A: The main purpose of the study is to develop a study system and graduation prediction that utilizes the Multilayer Perceptron (MLP) algorithm and the Support Vector Machine (SVM) in the form of chatbots in the Telegram application to predict the status of student graduation in semester 5, 6, or 7.
Q: What dataset was used in the study?
A: The dataset used in the study is the Academic Data of Students of Computer Science and Information Technology Studies Program at the University of North Sumatra, especially from semester 1 to semester 4, and semester 5 to 6.
Q: What technique was used to overcome the unbalanced class problem?
A: The synthetic minority over-sampling technique (SMOTE) with edited nearest neighbor (ENN) was used to overcome the unbalanced class problem.
Q: What are the benefits of the reminder system and graduation predictions?
A: The benefits of the reminder system and graduation predictions include:
- Students can be more organized and easier to plan their studies.
- Accurate graduation predictions will give students insight earlier about their academic status, so they can take the steps needed if it is estimated that they do not pass on time.

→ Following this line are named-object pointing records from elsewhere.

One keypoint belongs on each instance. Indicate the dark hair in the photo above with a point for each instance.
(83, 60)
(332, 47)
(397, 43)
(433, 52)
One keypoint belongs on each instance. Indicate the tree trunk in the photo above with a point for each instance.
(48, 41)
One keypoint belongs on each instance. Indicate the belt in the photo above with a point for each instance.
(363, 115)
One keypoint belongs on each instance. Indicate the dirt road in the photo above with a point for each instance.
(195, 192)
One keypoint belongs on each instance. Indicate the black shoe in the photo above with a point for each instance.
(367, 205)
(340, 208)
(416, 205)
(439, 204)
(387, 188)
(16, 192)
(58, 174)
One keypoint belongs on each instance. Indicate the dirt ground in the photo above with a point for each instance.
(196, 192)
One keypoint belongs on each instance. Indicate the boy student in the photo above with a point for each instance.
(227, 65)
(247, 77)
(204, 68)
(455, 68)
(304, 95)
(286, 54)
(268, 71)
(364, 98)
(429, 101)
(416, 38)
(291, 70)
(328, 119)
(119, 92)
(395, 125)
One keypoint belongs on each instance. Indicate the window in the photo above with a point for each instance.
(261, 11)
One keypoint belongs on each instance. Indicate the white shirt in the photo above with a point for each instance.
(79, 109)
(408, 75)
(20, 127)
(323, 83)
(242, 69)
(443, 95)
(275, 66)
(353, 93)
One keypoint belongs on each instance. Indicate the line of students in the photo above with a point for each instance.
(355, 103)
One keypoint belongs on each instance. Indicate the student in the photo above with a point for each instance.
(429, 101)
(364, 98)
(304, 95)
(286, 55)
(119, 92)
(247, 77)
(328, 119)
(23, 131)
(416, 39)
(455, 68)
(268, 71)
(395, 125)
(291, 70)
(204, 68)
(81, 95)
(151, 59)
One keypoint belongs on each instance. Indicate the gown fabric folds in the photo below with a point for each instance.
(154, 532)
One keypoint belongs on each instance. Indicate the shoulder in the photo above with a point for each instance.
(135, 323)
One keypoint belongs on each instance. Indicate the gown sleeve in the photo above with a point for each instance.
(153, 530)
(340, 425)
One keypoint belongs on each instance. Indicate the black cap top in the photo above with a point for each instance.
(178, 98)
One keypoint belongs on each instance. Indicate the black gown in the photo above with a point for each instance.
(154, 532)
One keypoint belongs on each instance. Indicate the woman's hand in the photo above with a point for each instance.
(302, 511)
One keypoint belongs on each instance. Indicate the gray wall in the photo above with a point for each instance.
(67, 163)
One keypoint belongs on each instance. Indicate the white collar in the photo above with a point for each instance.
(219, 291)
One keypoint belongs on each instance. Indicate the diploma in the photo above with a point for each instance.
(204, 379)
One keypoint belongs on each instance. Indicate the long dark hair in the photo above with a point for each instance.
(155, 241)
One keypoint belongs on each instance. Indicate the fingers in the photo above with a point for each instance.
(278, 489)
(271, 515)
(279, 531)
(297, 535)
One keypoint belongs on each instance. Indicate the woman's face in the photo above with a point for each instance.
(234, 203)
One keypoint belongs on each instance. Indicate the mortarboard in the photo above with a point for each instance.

- The system provides opportunities for universities to improve the quality of their academic services.
Q: How accurate is the system in predicting graduation status?
A: The accuracy of the system reached 98.28% for student data semester 5, 99.41% for semester 6, and 99.63% for semester 7.
Q: What are the limitations of the study?
A: The study has several limitations, including:
- The dataset used in the study is limited to the Academic Data of Students of Computer Science and Information Technology Studies Program at the University of North Sumatra.
- The system relies heavily on the accuracy of the data and predictions obtained from the MLP and SVM algorithms.
- The system may not be able to predict the graduation status of students who have not completed their studies.
Q: What are the recommendations for the implementation of the system?
A: The recommendations for the implementation of the system include:
- The university should implement the reminder system and graduation predictions in the Telegram application to provide students with timely and accurate information about their graduation status.
- The university should use the data and predictions obtained from the system to improve the quality of their academic services.
- The university should consider incorporating more features, such as student behavior and academic performance, into the system to improve its accuracy and effectiveness.
Q: What are the future research directions?
A: The future research directions include:
- Incorporating more features, such as student behavior and academic performance, into the system to improve its accuracy and effectiveness.
- Expanding the system to include more universities and study programs.
- Using the system to predict other academic outcomes, such as student retention and graduation rates.
Q: What are the implications of the study?
A: The implications of the study include:
- The development of the study period of study period and student graduation predictions using MLP and SVM in this telegram application is an innovative step that can help students to achieve academic success more easily and directed.
- The use of modern technology such as chatbots in telegram not only provides easy access to information, but also creates more dynamic interactions between students and educational institutions.